A shooting at a grocery store in Buffalo, New York on Saturday has left at least ten people dead and three others injured in what police are investigating as a hate crime and “racially motivated violent extremism”.
An 18-year-old man has been taken into custody following the attack, which took place at the TOPS Friendly Markets, the Buffalo police department said.
Local officials said the suspect had driven “many hours” to Buffalo from another county in New York state, armed with an assault rifle and wearing tactical gear and a camera with which he livestreamed the shooting.
Erie County sheriff John Garcia described the shooting as “pure evil” and “straight up racially motivated hate crime from somebody outside of our community”.

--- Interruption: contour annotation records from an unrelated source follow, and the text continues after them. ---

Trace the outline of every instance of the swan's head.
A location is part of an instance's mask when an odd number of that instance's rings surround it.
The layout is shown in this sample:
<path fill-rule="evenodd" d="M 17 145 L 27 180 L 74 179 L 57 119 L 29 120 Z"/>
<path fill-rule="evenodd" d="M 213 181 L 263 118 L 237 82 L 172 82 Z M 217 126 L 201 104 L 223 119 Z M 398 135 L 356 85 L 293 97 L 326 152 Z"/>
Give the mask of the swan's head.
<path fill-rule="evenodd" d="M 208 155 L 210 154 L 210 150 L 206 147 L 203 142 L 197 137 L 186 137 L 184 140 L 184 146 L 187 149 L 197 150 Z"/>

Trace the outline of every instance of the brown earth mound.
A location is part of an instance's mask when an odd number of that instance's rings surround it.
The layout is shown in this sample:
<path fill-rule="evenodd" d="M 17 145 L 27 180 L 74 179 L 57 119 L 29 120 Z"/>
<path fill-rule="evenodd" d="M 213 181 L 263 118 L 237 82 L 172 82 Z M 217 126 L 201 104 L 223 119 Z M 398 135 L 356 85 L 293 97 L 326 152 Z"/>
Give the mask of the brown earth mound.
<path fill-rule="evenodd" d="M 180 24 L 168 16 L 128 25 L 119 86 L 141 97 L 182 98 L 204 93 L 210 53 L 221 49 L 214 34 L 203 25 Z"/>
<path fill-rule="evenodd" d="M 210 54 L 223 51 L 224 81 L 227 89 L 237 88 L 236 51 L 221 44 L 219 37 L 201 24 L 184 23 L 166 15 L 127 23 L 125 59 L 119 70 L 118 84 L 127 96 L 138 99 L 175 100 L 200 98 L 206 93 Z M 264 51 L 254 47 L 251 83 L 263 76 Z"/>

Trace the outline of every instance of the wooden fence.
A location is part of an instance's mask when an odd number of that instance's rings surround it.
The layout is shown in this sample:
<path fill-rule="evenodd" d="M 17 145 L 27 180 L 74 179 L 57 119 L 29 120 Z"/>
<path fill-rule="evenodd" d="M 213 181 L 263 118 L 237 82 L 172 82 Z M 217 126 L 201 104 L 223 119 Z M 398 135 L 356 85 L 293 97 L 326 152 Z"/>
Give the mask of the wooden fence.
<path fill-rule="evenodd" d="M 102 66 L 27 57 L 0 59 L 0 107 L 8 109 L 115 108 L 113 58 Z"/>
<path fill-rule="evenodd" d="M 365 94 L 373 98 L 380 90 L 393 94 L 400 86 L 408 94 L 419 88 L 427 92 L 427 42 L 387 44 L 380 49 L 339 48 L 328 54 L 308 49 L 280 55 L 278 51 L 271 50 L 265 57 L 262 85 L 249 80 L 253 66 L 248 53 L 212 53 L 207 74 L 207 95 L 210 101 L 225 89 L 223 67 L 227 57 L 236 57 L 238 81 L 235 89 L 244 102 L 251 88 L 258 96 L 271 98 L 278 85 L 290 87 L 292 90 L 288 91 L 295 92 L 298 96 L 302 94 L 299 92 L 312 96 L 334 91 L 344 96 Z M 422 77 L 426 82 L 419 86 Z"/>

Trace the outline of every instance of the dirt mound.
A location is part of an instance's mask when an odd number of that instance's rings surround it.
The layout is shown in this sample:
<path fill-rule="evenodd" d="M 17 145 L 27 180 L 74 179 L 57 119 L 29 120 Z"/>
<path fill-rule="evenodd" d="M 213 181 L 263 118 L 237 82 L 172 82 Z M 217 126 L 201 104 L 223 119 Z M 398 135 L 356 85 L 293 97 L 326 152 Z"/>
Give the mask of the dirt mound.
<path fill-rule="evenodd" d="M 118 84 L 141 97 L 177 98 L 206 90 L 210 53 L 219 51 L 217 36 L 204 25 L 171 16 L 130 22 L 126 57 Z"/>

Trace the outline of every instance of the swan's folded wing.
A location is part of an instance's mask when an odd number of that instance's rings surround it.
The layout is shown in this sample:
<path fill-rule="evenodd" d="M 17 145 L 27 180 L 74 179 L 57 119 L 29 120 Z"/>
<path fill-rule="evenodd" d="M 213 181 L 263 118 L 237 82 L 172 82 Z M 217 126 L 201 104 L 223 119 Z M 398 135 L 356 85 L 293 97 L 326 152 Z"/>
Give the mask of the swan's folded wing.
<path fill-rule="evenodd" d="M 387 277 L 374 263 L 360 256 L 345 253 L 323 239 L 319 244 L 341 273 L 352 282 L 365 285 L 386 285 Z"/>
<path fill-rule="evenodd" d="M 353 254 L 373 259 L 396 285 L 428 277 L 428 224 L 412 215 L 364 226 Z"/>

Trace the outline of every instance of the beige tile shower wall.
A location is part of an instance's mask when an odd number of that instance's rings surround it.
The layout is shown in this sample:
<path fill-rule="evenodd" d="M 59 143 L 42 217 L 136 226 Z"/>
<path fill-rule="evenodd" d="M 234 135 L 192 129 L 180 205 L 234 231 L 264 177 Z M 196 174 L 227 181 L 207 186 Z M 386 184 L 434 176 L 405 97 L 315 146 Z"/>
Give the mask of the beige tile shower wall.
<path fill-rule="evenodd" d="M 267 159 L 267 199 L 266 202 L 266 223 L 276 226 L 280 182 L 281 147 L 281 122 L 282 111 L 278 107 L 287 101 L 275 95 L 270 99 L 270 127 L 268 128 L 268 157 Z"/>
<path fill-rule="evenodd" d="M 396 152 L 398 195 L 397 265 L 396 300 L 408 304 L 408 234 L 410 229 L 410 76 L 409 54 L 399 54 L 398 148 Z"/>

Police said they had evidence showing that there was a racial component to the shooting, without elaborating. Eleven of the victims were black and two were white. They would not comment on reports that the alleged shooter had posted a racist manifesto online before the attack.
The shooting spree began at around 2:30pm eastern time when the suspect allegedly shot four people in the TOPS parking lot, killing three, Buffalo police commissioner Joseph Gramaglia told reporters.
Once inside, he was shot in the chest by the store’s security guard, a retired Buffalo police officer, but the bullet struck the gunman’s armoured vest. He returned fire and killed the security guard, Gramaglia said.
Gramaglia described the injuries sustained by three people as “non-life threatening”.
Local police said they would charge the suspect with first-degree murder which carries a life sentence without parole. But the FBI said it was also investigating the case as a hate crime and a case of racially motivated violent extremism.
“This is the worst nightmare that any community can face. And we are hurting and we are seething right now as a community,” Buffalo mayor Byron Brown told a news conference. “The depths of pain that families are feeling and that all of us are feeling right now cannot even be explained.”
“I am prayerful that this will not exacerbate racial tensions,” Brown said.
Trini Ross, the US attorney for the western district of New York, said her office was also treating the incident as violent extremism and a hate crime: “I am hopeful that this will bring us together…..not tear us apart,” she told reporters.
New York governor Kathy Hochul said she was “closely monitoring the shooting” and that her administration had offered assistance to local officials.
The incident was the 198th mass shooting in the US so far this year which have collectively claimed the lives of 210 people, according to the Gun Violence Archive, which tracks mass killings.